Security researchers have compromised Microsoft Surface Pro, Nexus 4 and Samsung Galaxy S4 devices by exploiting previously unknown vulnerabilities in Internet Explorer 11 running on Windows 8.1 and Google Chrome running on Android.
The exploits were demonstrated during the Mobile Pwn2Own hacking contest that ran Wednesday and Thursday at the PacSec Applied Security Conference in Tokyo.
Researchers Abdul Aziz Hariri and Matt Molinyawe from Hewlett-Packard's Zero Day Initiative (ZDI) team, which organized the contest, demonstrated an Internet Explorer 11 exploit on a Microsoft Surface Pro device running Windows 8.1. The demonstration had an educational purpose and was not part of the actual competition.
"Exploiting a bug in IE is difficult in general because of the protections and security controls they've implemented," Hariri said. The vulnerability was exploited twice in order to leak a memory address and then gain remote code execution, "which gave us full control over the whole machine," he said.
The vulnerability was reported to Microsoft so the company can protect users, Molinyawe said.
Another researcher who uses the pseudonym Pinkie Pie compromised Nexus 4 and Samsung Galaxy S4 devices by exploiting a vulnerability in Chrome.
Achieving remote code execution through a Chrome vulnerability is considered very difficult because of the application sandbox that separates the browser's processes from the operating system.
There have been only a handful of Chrome sandbox escape exploits demonstrated over the years and most of them were presented by researchers at hacking contests. Pinkie Pie hacked Chrome's sandbox two times before in 2012 as part of Google's Pwnium contests.
The researcher's new Chrome exploit chained together an integer overflow vulnerability and a sandbox escape one, earning him a prize of US$50,000.
The standard prize for compromising a mobile device through a Web browser at Mobile Pwn2Own was $40,000, but the Google Chrome Security Team offered a $10,000 bonus if the hacked browser was Chrome running on Nexus 4 or Samsung Galaxy S4.

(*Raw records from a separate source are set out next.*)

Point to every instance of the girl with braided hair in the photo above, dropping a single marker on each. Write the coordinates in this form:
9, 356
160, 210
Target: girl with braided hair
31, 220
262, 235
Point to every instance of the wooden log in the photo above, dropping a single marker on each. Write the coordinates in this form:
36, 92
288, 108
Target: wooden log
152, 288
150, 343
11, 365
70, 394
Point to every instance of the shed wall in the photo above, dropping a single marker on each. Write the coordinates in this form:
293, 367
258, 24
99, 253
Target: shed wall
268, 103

Pinkie Pie secured the win by demonstrating his exploit on Nexus 4, but then for show, he repeated the feat on Samsung Galaxy S4.

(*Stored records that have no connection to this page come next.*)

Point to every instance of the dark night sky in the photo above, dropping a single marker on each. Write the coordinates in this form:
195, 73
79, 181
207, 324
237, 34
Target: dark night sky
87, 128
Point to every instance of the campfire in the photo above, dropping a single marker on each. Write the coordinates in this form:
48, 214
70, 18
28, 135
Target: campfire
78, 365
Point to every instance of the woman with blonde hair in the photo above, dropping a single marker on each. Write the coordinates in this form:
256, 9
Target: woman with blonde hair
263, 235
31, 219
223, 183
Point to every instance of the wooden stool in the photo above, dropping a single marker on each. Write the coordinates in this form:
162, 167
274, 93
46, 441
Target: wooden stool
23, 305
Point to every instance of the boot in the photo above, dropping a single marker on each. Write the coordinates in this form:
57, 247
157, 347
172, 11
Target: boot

In order for the attack to work the potential victim has to click on a link to a specifically crafted Web page sent via email, SMS or found on another website. Once the malicious page is opened in Chrome, the attack executes without any other user interaction and allows arbitrary code execution on the operating system.
As the contest rules dictate, the vulnerabilities exploited by Pinkie Pie were reported to Google so they can be fixed.
The Mobile Pwn2Own contest ended with participating researchers winning $117,500 out of a prize pool of over $300,000.
A team of security researchers from Japanese company Mitsui Bussan Secure Directions hacked into a Samsung Galaxy S4 device by exploiting vulnerabilities in unnamed applications pre-installed on the device by the manufacturer. A team of Chinese researchers hacked into two iPhone 5 devices running iOS 7.0.3 and iOS 6.1.4 respectively by exploiting vulnerabilities in Safari.
The Japanese team won $40,000 because their attack resulted in a full compromise of the device, and the Chinese team won $27,500 because their attack resulted in theft of data, like session cookies, photos and contacts.